Entre determinações no projeto está possibilidade de que qualquer brasileiro possa exigir que empresas deletem informações pessoais coletadas e armazenadas

Comissão de Assuntos Econômicos (CAE) do Senado Federal aprovou nesta terça-feira, 3, um parecer favorável ao PLC 53/2018, conhecido popularmente como Lei Geral de Proteção de Dados Pessoais.

O texto, que regulamenta o tratamento de dados pessoais no Brasil pelo poder público e pela iniciativa privada, é de autoria do deputado Milton Monti (PR-SP). Com a aprovação na CAE, o texto ganhou caráter de urgência e segue para votação no plenário do Senado Federal – ainda não há previsão para que isto aconteça.

A Lei Geral de Proteção de Dados Pessoais inclui questões discutidas pela sociedade civil, governo e empresas há pelo menos seis anos, em um processo que contou com diversas consultas e audiências públicas.

Com o episódio do escândalo do uso ilícito de dados de usuários do Facebook pela consultoria Cambridge Analytica e pela aprovação, na Europa, do Regulamento Geral sobre a Proteção de Dados Pessoais (GDPR), o tema ganhou temperatura.

Nesta terça-feira, a CAE acolheu integralmente o texto do projeto, aprovado pela Câmara dos Deputados em maio deste ano, fazendo apenas mudanças de redação para aprimorar o texto.

Além disso, o relator Ricardo Ferraço (PSDB-ES) rejeitou outras propostas de lei que tratavam das mesmas questões – os PLS 131/2014, PLS 181/2014 e o PLS 330/2013. “A Câmara foi mais célere e aprovou essa proposta que considero muito razoável”, disse Ferraço, durante a sessão da CAE.

Entenda o texto

Entre as determinações previstas no projeto está a possibilidade de que qualquer brasileiro possa exigir que empresas deletem informações pessoais coletadas e armazenados em bancos de dados.

O projeto prevê ainda que as empresas peçam o consentimento dos usuários antes da captação dos dados pessoais.
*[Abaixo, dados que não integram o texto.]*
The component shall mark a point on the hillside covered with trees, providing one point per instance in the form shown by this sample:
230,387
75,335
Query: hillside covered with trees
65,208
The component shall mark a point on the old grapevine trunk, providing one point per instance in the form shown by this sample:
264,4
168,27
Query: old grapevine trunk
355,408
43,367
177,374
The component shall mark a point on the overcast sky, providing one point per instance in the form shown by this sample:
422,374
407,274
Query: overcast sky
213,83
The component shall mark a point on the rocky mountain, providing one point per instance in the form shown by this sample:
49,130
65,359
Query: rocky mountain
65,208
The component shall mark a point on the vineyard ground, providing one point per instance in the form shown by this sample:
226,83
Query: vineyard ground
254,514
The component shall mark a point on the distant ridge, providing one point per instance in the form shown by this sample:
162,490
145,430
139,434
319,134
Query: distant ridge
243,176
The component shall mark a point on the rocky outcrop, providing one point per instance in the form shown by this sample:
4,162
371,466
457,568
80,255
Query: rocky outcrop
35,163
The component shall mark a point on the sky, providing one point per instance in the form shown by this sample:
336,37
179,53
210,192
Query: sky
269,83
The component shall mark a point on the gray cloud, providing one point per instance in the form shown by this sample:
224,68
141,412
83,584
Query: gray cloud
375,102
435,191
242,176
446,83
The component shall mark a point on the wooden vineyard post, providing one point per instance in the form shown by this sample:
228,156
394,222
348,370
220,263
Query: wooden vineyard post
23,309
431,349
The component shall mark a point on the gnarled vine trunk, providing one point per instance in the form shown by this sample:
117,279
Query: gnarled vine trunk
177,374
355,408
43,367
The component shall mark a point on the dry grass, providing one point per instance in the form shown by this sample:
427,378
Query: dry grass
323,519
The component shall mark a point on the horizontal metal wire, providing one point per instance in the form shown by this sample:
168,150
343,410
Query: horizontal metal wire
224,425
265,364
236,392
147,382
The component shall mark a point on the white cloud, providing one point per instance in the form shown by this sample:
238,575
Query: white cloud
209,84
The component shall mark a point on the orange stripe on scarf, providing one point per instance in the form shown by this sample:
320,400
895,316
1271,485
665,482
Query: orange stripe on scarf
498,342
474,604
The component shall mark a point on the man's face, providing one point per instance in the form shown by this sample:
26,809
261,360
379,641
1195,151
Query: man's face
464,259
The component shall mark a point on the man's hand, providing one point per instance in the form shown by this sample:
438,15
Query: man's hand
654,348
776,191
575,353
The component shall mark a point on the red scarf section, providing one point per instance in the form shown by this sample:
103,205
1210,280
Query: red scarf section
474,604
Ainda assim, mesmo em caso de a coleta seja autorizada, a companhia precisa comunicar e pedir nova autorização do usuário em caso de uso, venda ou transferência dessas informações para empresas terceirizadas.

As crianças também tem atenção especial nesse projeto. Segundo o texto aprovado, as empresas estão proibidas de coletar dados de crianças menores de 12 anos, salvo em casos de autorização de ao menos um dos pais ou responsáveis. A restrição se estende a jogos e outros aplicativos da internet.

O projeto prevê ainda a criação de uma nova instituição, uma autarquia com autonomia e deveres semelhantes a da Agência Nacional de Telecomunicações (Anatel). O novo órgão, cujo nome pode ser Autoridade Nacional de Proteção de Dados, terá 23 assentos formados majoritariamente pela União (40%), sociedade civil organizada (20%), empresas do setor (20%) e membros da academia (20%).